Date of Completion

Fall 10-31-2017

Project Type


Degree Name

Master of Science in Nursing - Nursing Administration and Health Policy



Committee Chair/First Advisor

Richard Sowell

Committee Member

Nancy Ballard


Purpose: The study aimed to compare the Behavioral Pain Scale (BPS) and the Critical Care Pain Observation Tool (CPOT) in their effectiveness to identify the presence of pain in nonverbal mechanically ventilated critically ill patients. Nurses’ evaluation with the feasibility, clinical relevance, and satisfaction of the tools were also gathered and compared.

Design: This study followed a non-experimental, correlational, comparative design.

Methods: Nurses were recruited from the surgical intensive care unit in a midsized community hospital in the Southeastern United States. After training, nurse participants obtained pain assessments on ventilated critically ill patients at rest, following a normal blood pressure measurement, and following endotracheal suctioning. Pain assessments were gathered and recorded using the Critical Care Pain Observation tool and the Behavioral Pain Scale. The researcher aimed to obtain 84 total assessments. Following collection of the pain assessments, nurses were provided evaluation tools with the two scales along with a demographic questionnaire.

Data Analysis: IBM SPSS 24.0 software was utilized to compute and report statistical data following data collection. Descriptive statistics such as frequencies, percentages, means, and standard deviations were utilized to describe demographic variables and scores for the CPOT, BPS, and the nurses’ evaluation tool. Correlational statistics such as Pearson’s r analyzed the relationships between the CPOT and the BPS scores. Paired t tests examined the differences in nurses’ evaluation between the CPOT and BPS.

Results: Internal consistency reliability was assessed for the questionnaires assessing the Behavioral Pain Scale (BPS) for feasibility, clinical relevance, and satisfaction and for the questionnaires assessing the Critical Care Pain Observation Tool (CPOT) ) for feasibility, clinical relevance, and satisfaction by calculating Cronbach’s alpha reliability coefficients.The results of these Cronbach’s alpha reliability coefficients indicate that the two questionnaires demonstrate high levels of internal consistency reliability. Statistically significant relationships were also found between the BPS and CPOT scores at rest r(85) =0.821, p=.01 , after taking a noninvasive blood pressure r(85) =0.815, p=.01, and after turning r(85) =0.906, p=.01. BPS and CPOT scores had positive high correlations at each level of pain assessment. The correlation strengthened following turning indicating that both pain assessment tools do tend to increase and reflect sensitivity. Overall, 85 total pain assessments were collected by seven nurses, including the primary investigator. There was not a statistically significant difference between nurses’ perceptions of the feasibility, clinical relevance, or satisfaction with the two tools.

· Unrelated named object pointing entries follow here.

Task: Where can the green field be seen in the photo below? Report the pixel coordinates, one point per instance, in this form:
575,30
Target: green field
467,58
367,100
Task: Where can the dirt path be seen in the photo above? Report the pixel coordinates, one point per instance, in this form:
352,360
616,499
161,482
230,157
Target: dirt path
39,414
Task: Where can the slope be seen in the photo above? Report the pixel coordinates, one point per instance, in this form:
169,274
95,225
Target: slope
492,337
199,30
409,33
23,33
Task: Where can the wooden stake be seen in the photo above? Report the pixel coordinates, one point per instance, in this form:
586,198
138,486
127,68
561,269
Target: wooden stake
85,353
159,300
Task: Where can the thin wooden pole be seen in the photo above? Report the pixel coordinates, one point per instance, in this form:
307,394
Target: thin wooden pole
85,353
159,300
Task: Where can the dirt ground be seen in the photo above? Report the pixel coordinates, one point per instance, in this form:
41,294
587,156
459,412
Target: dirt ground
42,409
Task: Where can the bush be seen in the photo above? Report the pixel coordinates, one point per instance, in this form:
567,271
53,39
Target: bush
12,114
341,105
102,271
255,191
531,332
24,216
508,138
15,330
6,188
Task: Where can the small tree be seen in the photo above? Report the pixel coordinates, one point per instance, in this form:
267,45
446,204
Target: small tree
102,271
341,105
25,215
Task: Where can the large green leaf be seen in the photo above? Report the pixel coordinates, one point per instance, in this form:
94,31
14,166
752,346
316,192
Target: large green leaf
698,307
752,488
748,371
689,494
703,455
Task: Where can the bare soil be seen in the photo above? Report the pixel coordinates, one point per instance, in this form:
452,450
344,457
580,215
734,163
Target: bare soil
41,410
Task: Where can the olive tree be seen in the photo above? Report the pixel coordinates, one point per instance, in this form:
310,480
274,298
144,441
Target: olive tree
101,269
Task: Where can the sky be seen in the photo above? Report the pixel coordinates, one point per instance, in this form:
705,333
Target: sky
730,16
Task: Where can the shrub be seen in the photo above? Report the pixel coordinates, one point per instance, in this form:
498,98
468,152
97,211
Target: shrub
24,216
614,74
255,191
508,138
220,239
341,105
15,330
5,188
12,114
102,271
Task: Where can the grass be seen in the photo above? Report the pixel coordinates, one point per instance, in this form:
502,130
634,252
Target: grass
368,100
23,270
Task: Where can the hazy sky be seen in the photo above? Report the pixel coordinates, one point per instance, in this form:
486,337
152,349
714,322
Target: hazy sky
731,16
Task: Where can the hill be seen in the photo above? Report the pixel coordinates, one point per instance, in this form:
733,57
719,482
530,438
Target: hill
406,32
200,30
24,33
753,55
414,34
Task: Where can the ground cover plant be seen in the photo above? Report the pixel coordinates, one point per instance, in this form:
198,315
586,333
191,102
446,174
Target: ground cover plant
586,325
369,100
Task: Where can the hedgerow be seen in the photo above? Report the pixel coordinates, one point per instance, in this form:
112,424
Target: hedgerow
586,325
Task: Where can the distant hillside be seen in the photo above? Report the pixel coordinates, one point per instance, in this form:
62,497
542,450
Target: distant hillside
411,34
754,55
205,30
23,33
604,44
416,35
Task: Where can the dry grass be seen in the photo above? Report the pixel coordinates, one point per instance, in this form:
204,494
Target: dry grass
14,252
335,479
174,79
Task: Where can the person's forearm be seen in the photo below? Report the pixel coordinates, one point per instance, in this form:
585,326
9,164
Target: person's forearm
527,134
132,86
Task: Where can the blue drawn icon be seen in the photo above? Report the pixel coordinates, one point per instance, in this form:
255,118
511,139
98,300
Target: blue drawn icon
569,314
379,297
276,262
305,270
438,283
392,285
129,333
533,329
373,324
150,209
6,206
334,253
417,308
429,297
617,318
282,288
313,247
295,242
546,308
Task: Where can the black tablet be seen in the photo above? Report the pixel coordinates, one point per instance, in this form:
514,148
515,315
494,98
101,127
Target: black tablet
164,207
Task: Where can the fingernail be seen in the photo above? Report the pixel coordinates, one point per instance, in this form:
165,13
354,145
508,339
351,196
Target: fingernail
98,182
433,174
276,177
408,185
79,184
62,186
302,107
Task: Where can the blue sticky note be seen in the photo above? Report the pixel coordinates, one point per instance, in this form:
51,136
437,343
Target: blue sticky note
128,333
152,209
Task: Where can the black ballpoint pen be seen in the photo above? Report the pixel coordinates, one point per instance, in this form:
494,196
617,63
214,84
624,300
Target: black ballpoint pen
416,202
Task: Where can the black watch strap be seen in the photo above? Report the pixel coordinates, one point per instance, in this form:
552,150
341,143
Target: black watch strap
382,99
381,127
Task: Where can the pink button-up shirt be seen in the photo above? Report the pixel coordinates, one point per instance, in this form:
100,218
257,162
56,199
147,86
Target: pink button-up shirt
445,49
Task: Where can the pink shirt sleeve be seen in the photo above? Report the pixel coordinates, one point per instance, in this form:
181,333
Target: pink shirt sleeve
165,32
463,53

Discussion: The findings show that observational pain scales, such as the Behavioral Pain Scale (BPS) and Critical Care Pain Observation tool (CPOT) are effective in measuring pain in the ventilated nonverbal patient. The correlation strength indicates that both pain assessment tools do tend to reflect sensitivity to pain. Though the difference was not statistically significant, mean scores were determined to be slightly higher for the CPOT in feasibility, clinical relevance, and satisfaction when compared to the mean evaluation scores of the BPS. The study also supported the decoding nature of the BPS and CPOT as described by The Social Communication Model of Pain. More comparative research is needed to establish a gold standard for observational pain scales, however, the comparative nature of this study can serve as a framework to reproduce and for research going forward.